Same for me, FFB works great on v0.3 , broken on newer builds
First to say I really LOVE Cannonball so a huge thank you for the continued development :)
I'm using a Logitech G920 wheel on W10 and also missing FFB issues on the latest build. I've tried version 0.3. It's better, but the FFB is triggering very gently all of the time when turning left or right once you get past around 20 degrees. I've played with all the settings and can't figure out why this is happening...
Just wanted to mention I'm having the same issue with my G29 wheel (under Windows).
Originally I thought I was just configuring things wrong so I used this SDL2 controller tester under Linux (since it was easier) to check on some things. When the wheel is in PS3 mode, everything seems to work, aside from the pedal axes being strange (they go from -32768 to 32767 instead of 0-32767). When it's in PS4 mode (as it should be for PC - more buttons are supported and axes are more sensible), the tester has problems with recognizing all the inputs and displays an error about opening the haptic device. This was on Debian 9 with whatever libsdl2-dev package is in the repos so it's probably pretty dated.

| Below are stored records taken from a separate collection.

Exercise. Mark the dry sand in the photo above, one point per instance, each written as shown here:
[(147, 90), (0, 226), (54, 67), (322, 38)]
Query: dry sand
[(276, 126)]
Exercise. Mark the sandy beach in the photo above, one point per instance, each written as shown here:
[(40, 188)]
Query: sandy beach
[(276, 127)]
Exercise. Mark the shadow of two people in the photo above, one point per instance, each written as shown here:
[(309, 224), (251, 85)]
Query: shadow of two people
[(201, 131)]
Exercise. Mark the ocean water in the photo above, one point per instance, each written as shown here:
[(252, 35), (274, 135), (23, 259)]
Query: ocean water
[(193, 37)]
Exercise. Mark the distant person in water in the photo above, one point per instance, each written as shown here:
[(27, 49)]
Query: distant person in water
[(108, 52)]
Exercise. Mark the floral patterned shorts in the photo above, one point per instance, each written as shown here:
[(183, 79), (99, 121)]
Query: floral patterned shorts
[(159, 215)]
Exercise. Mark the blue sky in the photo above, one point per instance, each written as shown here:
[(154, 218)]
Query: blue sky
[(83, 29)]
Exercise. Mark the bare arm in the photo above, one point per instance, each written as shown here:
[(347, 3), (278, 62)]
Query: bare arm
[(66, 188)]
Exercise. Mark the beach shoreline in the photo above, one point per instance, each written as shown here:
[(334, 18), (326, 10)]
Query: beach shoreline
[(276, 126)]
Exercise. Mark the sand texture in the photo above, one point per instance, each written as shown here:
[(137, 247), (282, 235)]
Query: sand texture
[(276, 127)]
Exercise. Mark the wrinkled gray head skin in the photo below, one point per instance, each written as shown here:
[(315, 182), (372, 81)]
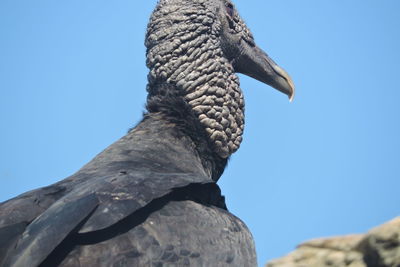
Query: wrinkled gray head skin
[(199, 45)]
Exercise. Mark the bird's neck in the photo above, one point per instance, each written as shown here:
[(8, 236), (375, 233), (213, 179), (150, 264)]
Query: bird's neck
[(172, 112), (189, 57)]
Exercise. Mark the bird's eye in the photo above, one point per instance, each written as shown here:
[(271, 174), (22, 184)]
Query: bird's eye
[(230, 10)]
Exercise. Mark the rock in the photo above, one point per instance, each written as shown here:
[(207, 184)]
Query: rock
[(380, 247)]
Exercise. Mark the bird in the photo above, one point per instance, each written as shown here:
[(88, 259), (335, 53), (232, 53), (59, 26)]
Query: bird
[(152, 198)]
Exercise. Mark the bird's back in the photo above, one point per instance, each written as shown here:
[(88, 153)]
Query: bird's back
[(144, 201)]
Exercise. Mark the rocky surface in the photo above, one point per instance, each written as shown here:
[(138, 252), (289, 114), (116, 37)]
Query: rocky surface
[(380, 247)]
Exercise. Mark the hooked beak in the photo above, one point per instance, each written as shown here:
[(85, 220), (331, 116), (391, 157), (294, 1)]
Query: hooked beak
[(255, 63)]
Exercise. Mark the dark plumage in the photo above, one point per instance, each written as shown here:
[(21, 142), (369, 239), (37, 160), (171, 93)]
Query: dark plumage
[(151, 198)]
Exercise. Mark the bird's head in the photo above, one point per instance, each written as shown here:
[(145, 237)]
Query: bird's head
[(199, 46)]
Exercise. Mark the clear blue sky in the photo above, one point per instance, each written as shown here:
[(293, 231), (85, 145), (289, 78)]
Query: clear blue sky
[(73, 76)]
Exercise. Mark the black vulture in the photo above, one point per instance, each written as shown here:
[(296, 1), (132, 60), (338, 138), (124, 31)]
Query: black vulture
[(151, 198)]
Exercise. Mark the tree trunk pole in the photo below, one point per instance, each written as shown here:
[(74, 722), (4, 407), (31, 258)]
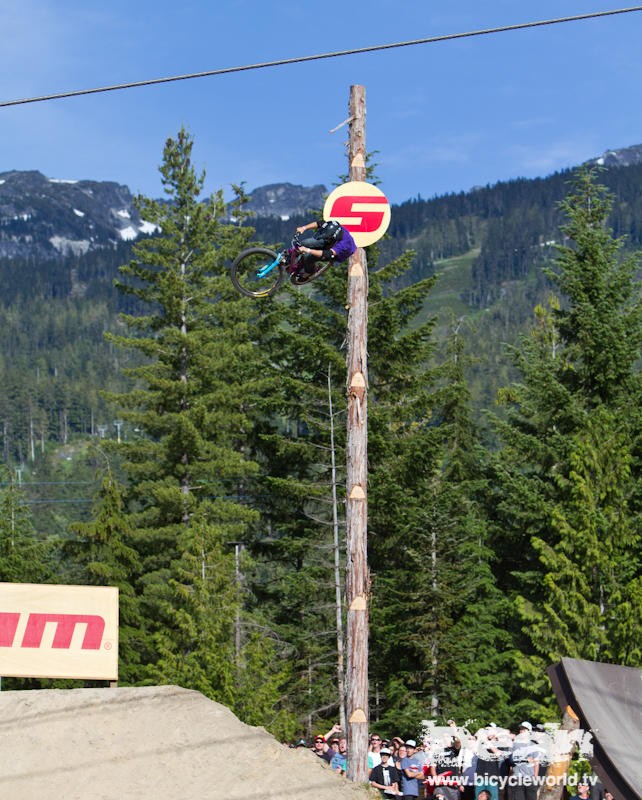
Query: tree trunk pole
[(357, 580)]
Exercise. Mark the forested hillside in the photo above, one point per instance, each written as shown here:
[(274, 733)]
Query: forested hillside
[(207, 426)]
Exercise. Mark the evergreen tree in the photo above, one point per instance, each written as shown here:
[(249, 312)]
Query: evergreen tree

Now, back to Cannonball in Windows, when I have the wheel in PS3 mode, it hardly works at all due to the funky pedal axes. In PS4 mode, I can get everything to work except the haptic feedback (and it what does work works great!). I did try the older build but had even less luck getting it to work; most controls had no effect, even with several different mappings attempted in config.xml.
I wonder if this might be an issue with SDL2 more so than Cannonball. I found this issue in their tracker that indicates this wheel specifically may have had issues with an older revision.
I have a fair bit of dev experience, albeit more in business systems than game dev, but I may be able to have a look at things to see if there's an easy fix. I figure I can start by building with the current stable and git versions of SDL2 and go from there. If that doesn't do it, where is the best place in the Cannonball source to start troubleshooting inputs?
Edit: I just saw in the build instructions that you're using DirectX 8.1 for the force feedback support. I'll look into that as well. I wonder if this wheel's FFB support might only be supported in newer versions.
Edit 2: For what it's worth, a 32-bit build (using VS 2022) against SDL 2.0.20 and Boost 1.78 (and the DX81 SDK linked in the README) with the current git main at least activates the feedback (so there's some resistance on the wheel), which v0.34 doesn't do (the wheel just spins freely).
@0x15e I just replaced my G920 wheel with a G29 and experienced the same lack of feedback. Reading your 'edit 2' comment, did you successfully compile a custom version of Cannonball that fixed this issue? I would love to experience this... Thanks.
@thewooll I was able to compile it so that it would at least enable the centering on the wheel but I never could get any other feedback to work. When I didn't hear back from the maintainer and realized there are already 5 open PRs on this project, I stopped working on it.
Edit: To be clear, I still have the build environment set up and would be willing to look into it again (mostly from the perspective of porting FFB to SDL2). I'm hesitant to spend the time on it if the project isn't being actively maintained, though, since I don't want to get into supporting a fork of my own.